According to them, the vulnerability allows hackers to shorten an encryption key linking two Bluetooth-connected devices.
With that shortened key, hackers can easily use brute-force (repeatedly enter an automated key) to plow their way into a person’s device.
A flaw in many Bluetooth chips made millions of devices vulnerable to an attack that can intercept data.
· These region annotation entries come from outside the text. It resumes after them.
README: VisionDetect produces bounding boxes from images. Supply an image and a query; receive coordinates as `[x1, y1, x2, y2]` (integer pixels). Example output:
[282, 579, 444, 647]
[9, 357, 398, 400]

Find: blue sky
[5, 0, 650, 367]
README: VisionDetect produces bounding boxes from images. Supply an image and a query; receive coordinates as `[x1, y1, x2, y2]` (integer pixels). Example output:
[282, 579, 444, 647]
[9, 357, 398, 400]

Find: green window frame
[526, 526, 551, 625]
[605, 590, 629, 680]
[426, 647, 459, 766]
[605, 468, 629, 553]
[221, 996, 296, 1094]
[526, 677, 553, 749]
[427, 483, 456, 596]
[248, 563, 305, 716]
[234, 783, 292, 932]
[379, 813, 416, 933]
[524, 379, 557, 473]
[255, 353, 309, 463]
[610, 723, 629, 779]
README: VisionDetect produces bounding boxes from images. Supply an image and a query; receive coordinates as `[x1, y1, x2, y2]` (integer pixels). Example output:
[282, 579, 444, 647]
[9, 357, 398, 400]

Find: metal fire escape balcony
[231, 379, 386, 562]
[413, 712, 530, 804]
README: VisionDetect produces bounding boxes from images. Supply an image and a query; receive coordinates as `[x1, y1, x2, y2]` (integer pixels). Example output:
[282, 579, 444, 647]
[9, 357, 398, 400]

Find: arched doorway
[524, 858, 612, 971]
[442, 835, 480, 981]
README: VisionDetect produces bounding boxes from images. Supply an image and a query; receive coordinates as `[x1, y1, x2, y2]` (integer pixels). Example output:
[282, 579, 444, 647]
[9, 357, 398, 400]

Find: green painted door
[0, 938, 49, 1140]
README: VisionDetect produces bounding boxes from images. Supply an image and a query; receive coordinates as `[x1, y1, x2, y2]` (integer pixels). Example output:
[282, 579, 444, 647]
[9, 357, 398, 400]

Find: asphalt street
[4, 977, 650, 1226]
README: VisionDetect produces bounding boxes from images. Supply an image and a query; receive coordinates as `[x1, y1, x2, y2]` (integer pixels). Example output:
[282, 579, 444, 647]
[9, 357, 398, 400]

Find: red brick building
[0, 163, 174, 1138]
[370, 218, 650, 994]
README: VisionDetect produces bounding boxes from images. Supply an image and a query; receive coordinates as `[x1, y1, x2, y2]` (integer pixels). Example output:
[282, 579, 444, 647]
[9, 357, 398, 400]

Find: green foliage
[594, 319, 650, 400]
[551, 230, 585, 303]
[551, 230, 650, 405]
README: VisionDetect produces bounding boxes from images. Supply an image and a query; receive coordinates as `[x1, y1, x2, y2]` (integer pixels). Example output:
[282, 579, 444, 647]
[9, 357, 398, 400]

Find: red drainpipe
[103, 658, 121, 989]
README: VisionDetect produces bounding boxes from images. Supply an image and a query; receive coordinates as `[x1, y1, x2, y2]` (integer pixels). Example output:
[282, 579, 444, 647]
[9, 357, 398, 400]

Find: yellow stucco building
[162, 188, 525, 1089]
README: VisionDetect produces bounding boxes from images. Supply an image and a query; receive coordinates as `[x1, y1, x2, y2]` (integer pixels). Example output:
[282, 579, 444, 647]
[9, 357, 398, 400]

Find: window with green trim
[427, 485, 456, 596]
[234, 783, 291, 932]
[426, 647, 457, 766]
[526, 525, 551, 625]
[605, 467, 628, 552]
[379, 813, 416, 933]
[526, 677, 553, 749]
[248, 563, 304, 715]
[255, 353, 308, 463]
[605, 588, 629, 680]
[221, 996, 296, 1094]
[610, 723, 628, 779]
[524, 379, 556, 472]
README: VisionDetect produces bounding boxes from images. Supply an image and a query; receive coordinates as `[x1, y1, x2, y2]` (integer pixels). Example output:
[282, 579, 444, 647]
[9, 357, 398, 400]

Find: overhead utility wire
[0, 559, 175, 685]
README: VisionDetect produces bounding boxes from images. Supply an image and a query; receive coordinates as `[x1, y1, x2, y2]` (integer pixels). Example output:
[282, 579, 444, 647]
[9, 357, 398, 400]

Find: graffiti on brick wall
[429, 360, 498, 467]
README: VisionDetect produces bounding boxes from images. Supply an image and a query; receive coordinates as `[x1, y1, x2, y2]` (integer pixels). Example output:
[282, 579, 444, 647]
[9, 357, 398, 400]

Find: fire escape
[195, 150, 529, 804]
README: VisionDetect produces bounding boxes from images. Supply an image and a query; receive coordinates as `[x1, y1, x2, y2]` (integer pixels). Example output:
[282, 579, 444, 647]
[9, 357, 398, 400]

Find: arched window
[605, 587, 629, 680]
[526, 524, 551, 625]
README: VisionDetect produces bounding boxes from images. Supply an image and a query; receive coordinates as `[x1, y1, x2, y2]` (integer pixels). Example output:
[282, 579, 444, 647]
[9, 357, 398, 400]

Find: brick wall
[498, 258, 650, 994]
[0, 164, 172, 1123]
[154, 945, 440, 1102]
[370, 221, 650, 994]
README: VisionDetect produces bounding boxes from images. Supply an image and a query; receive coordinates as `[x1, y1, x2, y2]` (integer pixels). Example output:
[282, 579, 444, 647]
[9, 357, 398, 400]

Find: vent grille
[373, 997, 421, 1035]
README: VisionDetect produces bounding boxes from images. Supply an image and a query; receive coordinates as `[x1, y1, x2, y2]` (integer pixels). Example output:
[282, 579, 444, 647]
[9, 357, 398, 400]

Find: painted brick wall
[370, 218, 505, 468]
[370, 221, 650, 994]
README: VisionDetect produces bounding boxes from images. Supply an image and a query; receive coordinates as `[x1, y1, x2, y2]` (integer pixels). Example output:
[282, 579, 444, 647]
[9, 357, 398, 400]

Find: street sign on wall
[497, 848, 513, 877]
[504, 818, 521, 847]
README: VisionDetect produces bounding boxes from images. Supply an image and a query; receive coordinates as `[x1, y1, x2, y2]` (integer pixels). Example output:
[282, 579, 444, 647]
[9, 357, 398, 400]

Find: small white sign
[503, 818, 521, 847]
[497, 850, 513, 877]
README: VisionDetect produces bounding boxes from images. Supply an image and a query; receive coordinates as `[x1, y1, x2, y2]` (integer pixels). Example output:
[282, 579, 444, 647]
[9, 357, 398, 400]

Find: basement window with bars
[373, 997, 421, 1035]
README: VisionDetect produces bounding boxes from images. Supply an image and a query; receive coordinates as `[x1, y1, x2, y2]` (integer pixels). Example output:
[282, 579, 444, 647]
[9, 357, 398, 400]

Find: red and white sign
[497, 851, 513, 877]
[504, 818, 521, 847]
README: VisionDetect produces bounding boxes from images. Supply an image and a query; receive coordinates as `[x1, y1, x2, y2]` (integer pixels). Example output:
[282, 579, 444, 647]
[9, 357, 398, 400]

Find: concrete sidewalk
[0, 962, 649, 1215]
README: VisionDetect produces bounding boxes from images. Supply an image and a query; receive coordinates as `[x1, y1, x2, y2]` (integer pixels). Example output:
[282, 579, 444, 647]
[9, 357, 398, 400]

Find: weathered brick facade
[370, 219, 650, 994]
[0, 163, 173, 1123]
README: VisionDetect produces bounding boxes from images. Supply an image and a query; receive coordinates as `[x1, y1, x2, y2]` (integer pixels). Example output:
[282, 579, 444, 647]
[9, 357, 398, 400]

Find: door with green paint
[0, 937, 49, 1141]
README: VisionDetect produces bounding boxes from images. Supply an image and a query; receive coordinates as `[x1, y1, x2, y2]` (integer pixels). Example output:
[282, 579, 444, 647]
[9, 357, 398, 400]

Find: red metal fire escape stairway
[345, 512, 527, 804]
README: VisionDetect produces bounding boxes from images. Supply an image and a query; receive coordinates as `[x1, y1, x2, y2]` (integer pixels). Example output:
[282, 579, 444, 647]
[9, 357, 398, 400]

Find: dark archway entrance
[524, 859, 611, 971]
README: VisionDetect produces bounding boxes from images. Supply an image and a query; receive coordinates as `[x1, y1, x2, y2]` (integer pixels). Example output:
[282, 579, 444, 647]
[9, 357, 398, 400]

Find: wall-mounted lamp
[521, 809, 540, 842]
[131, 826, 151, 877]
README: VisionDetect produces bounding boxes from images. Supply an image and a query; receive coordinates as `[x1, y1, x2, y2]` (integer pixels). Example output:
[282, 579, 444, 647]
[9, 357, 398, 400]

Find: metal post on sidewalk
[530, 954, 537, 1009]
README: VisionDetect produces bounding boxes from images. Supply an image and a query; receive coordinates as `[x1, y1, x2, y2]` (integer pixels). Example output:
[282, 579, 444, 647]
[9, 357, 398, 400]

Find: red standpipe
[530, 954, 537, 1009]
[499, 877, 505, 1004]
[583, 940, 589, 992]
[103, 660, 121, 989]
Stock image
WHAT IS THE ‘KNOB’ ATTACK?
The KNOB, or Key Negotiation Of Bluetooth, attack is a flaw in many Bluetooth connections that allowed hackers to intercept data between devices.
It worked by shortening an encryption key between the two which made it easier for hackers to brute-force their way into a device.
The flaw has been patched and the Bluetooth Special Interest Group has written new standards to help prevent its exploitation in the future.
Once inside, hackers would be able to monitor data transferred between a Bluetooth connection, including car connections between phone and the vehicles computer, information between phones, and more.
Researchers have dubbed the hack the KNOB attack, or Key Negotiation Of Bluetooth.
‘The KNOB attack is a serious threat to the security and privacy of all Bluetooth users,’ says the security firm in a formal paper.
‘We were surprised to discover such fundamental issues in a widely used and 20-year-old standard.’
While researchers say there is no documented case of any hacker actually exploiting the flaw, the list of chips and devices that are vulnerable is fairly exhaustive.
According to them, at-risk devices include the iPhone X, AirPods, the Galaxy S9, the Pixel 2 and OnePlus5, the 2018 MacBook Pro, the iPad Pro 2, and more.
The attack reportedly only works if both devices have the vulnerability, but given the popularity of some of the affected chips — those from Intel, Broadcom, Apple, and Qualcomm — the chances aren’t exactly minor.
According to the Bluetooth SIG, the disclosure has been remedied by changing the ‘Core Specification to recommend a minimum encryption key length of 7 octets’ — in other words, lengthening the the encryption key standard to make it more difficult to crack.
Both Apple and Microsoft have also rolled our patches to fix the flaw, however, to fully protect oneself, users are required to also update affected Bluetooth devices, which is far less common than updating a phone or computer.